At the consumer level, Southwest also keeps itself distanced by not participating in travel search engines such as cheaptickets.com, travelocity.com, expedia.com, or any other. If you want to book a ticket on Southwest, or even research a fare, you will do it at Southwest.com.
I believe all of the points made above are valid, concerning how Southwest's operations differ from those of so-called legacy carriers. But I also believe a deeper look at how Southwest operates reveals the reasons for their success. In a lot of ways, Southwest is the Apple Computer of the aviation industry; while other industry members are cutting back and laying off, it manages not only to survive, but also expand. And it does so with a great amount of perceptual distance from the rest of the industry.
Over the last couple of years, it is the mainstream news media that largely convinced the American people that a recession was in full swing, and this led to sharply reduced levels of consumer confidence, house-buying, shopping, etc. Domino effect. Yes, banks were in trouble, and yes, perhaps some signs of a recession were around, but it wasn't until the media started using the R-word that the nation as a whole really began to panic. So when one legacy airline announces something bad, and other airlines respond, the other airlines are immediately grouped together with the first to be in trouble. Southwest never plays that game. I'm sure Southwest is not without its struggles, but they (like Apple) cultivate a sense of consumer confidence by not showing any cards whatsoever.

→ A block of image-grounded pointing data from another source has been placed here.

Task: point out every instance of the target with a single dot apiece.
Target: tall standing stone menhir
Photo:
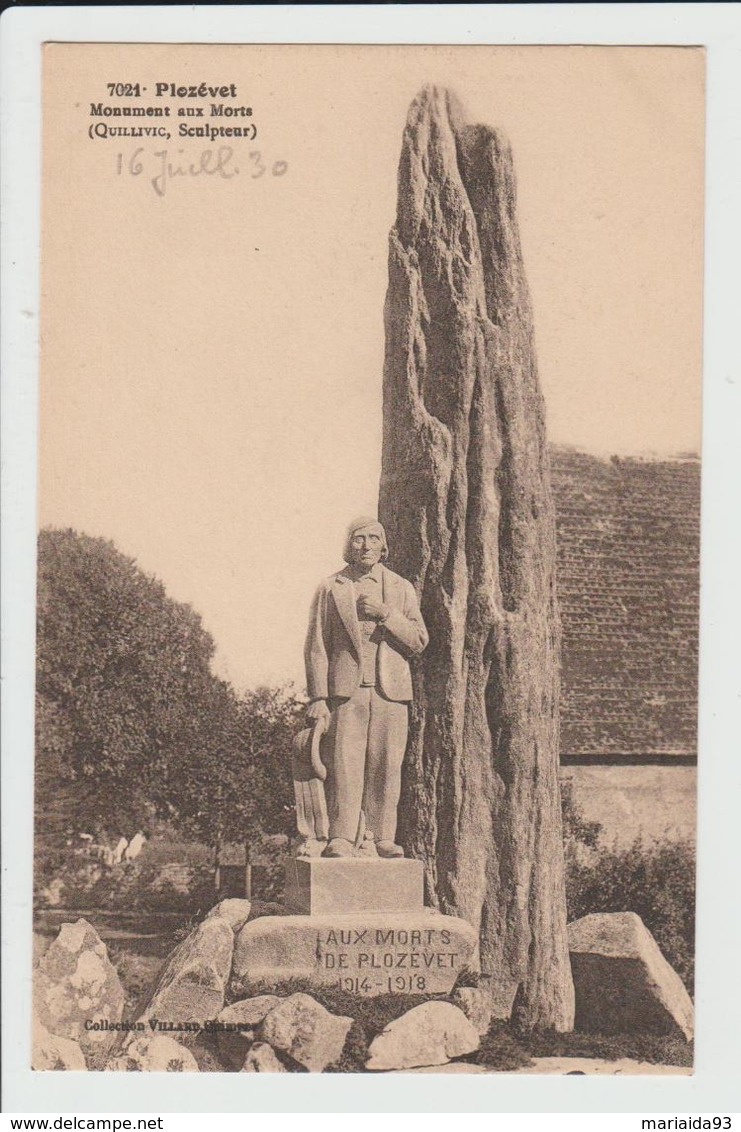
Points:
(465, 498)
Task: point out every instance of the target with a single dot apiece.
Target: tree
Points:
(466, 500)
(123, 688)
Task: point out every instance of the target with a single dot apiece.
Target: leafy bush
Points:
(657, 882)
(654, 881)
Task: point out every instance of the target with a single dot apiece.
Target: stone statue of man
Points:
(363, 627)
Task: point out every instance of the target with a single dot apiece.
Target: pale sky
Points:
(210, 389)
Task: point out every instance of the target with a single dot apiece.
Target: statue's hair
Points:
(355, 525)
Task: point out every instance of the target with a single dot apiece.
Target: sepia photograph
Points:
(368, 562)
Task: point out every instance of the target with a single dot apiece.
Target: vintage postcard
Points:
(368, 565)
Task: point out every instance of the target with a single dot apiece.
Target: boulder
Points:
(76, 984)
(623, 984)
(475, 1003)
(233, 910)
(235, 1027)
(154, 1054)
(49, 1051)
(263, 1058)
(428, 1035)
(192, 984)
(301, 1028)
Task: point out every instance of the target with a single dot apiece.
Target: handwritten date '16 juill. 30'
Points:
(162, 166)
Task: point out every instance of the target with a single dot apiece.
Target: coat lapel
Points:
(344, 594)
(390, 588)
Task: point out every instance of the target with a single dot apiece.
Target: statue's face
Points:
(367, 546)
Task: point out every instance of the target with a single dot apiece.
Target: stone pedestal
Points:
(367, 953)
(320, 885)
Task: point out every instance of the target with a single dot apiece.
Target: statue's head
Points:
(365, 542)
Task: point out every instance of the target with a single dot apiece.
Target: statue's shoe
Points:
(339, 848)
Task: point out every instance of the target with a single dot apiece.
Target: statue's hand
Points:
(369, 608)
(318, 713)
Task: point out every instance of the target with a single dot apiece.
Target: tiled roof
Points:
(628, 577)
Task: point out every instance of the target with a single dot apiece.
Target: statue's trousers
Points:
(367, 740)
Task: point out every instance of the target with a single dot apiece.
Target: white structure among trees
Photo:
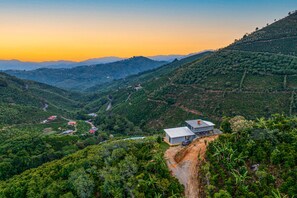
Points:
(193, 129)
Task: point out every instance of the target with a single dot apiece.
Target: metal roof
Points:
(194, 123)
(179, 132)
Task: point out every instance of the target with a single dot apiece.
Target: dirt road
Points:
(186, 170)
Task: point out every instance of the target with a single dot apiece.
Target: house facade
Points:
(193, 129)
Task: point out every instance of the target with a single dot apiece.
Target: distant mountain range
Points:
(83, 77)
(20, 65)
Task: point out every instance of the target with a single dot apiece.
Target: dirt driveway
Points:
(184, 164)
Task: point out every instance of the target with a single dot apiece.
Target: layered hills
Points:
(83, 77)
(236, 80)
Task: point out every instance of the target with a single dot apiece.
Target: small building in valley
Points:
(71, 123)
(52, 118)
(193, 129)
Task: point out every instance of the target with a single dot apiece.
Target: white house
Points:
(193, 129)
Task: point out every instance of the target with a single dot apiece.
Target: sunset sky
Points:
(35, 30)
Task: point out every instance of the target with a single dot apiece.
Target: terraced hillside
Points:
(24, 101)
(228, 82)
(279, 37)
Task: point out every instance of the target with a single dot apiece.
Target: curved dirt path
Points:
(187, 169)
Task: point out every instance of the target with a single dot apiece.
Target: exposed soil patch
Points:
(184, 163)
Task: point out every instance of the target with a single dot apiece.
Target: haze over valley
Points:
(194, 123)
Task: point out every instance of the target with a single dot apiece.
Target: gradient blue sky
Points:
(76, 30)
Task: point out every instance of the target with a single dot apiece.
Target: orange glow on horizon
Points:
(31, 38)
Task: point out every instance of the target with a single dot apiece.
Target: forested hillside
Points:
(252, 159)
(279, 37)
(116, 169)
(23, 101)
(231, 81)
(83, 77)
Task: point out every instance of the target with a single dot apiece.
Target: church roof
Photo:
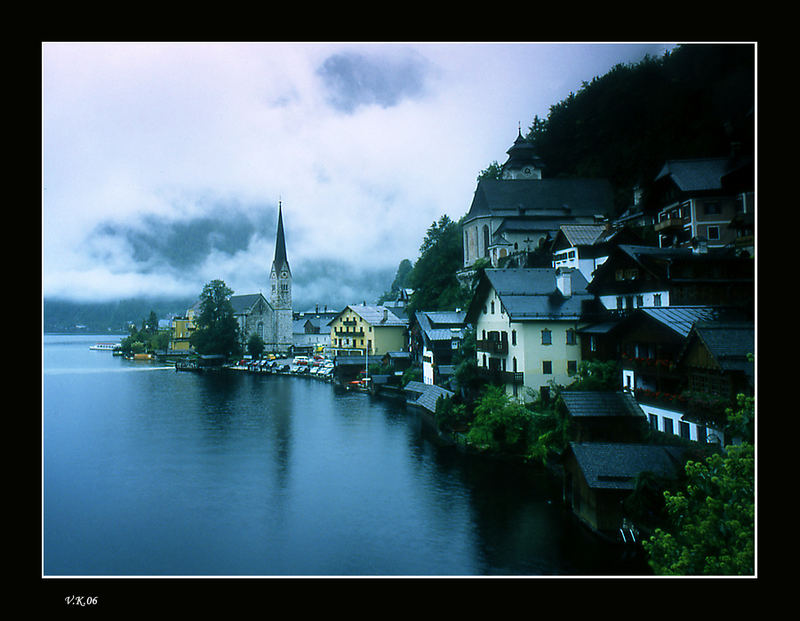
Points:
(242, 304)
(563, 199)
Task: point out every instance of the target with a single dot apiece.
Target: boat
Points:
(104, 346)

Now, about the lack of luggage charges: this is, again, more media brilliance on the part of Southwest. Here's my proof. Over the last 9 years that Melanie and I have been married, we have flown from PDX to SJC to see her family many, many times. More than I can count. Southwest has typically been our airline of choice, until about the last year or so. Southwest is still an option, but the "web special fares" and Ding Fares are no longer all that special. At this point, it's pretty much a wash between Southwest and Alaska in terms of fares; sometimes, Alaska will even be cheaper. Five years ago, this was not the case. Even three years ago, this was not the case. So while hedge-betting has served Southwest well on fuel prices, and other operational costs have risen in proportion with other airlines' costs, Southwest has quietly taken full advantage of the current industry trend of rising fares to meet "skyrocketing fuel costs." Yes, there is no bag fee, but the fare prices have definitely gone up.